A survey done in 2020 identified communities and informal settlements in the Suva, Nausori and Lami corridor where the income stream was lessened and women were reporting that their husbands would go and stand looking for work.
This was highlighted by the Executive Director of Social Empower Education Program, Chantelle Khan who says the income stream for some families was $50 or less in a week to feed their families and some parents had to teach their children to drink water to replace food.
She adds the effects of the pandemic was felt in the urban areas and Lami, Suva, and Nausori corridor was their focal point and they aimed to put food on the table and money in women’s pockets.
Khan says the Local Economy Project is a response to COVID-19 and they knew that COVID would have a socio-economic impact that would be devastating.
She adds the concept of the local economy is borrowed from a cooperative where a group of people come together and form themselves into little cooperatives around grocery canteens.

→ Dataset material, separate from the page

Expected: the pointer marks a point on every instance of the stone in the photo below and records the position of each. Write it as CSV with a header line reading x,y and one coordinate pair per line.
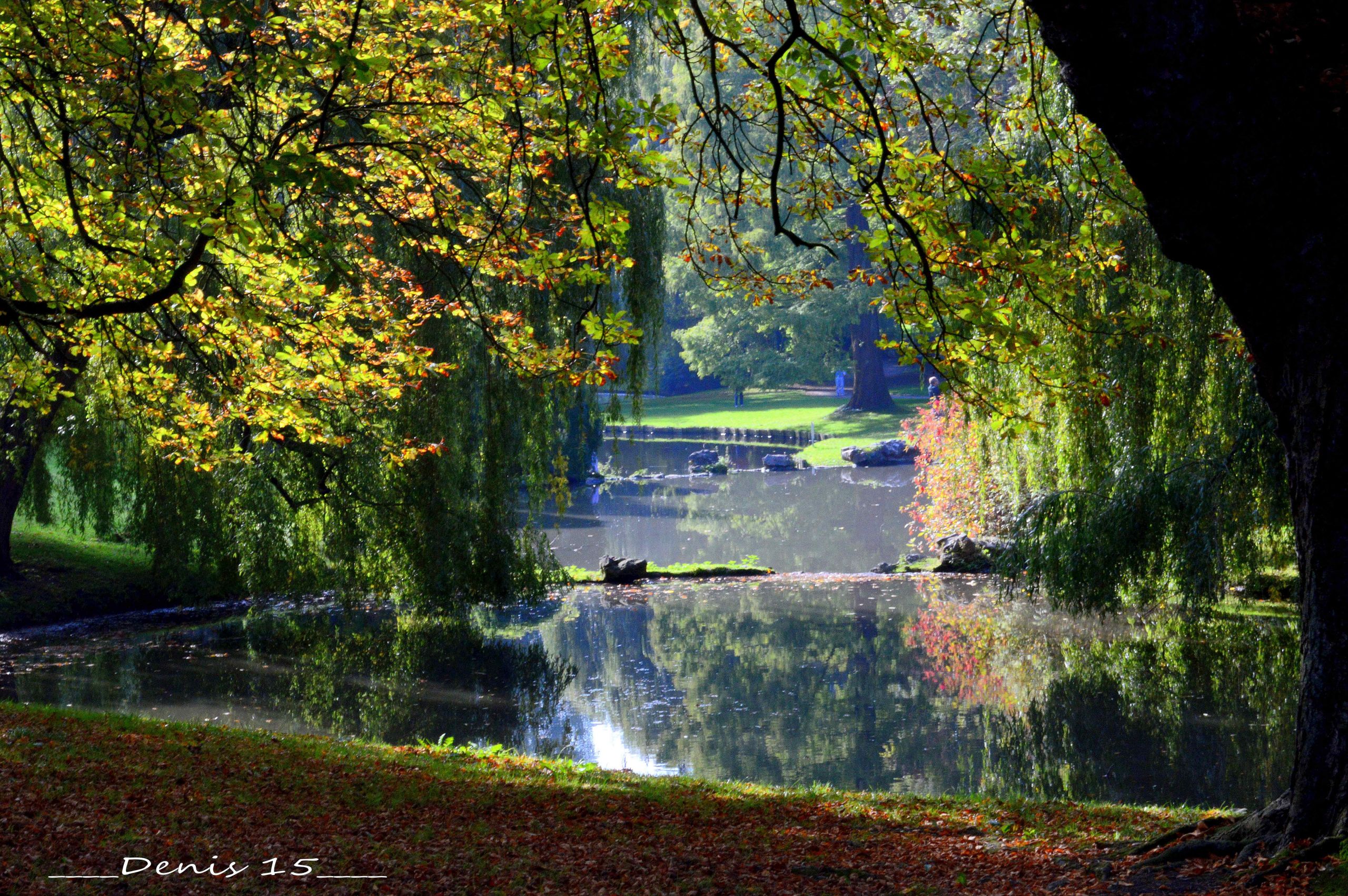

Meanwhile, Seruwaia Kabukabu a Naitasiri Representative of the Naitasiri Women's Dairy Group says women entrepreneurs not only fend for themselves but also their families.
Kabukabu says the dairy group is an idea to ensure women have a stable source of income on their own so they don't rely on their husbands and children.
The group was established in 2017 to share dairy farming knowledge, issues, challenges and experiences encountered as women in a male-dominated industry.
She adds working collectively, the group aims to improve daily milk production and sustain income that will enhance the livelihood of the members.
Kabukabu says they have successfully secured 50 acres of land for the dairy group and are collecting more money to secure the land title.
She says the Naitasiri Women's Dairy Group is supported through a grant from Women's Fiji Fund since 2018.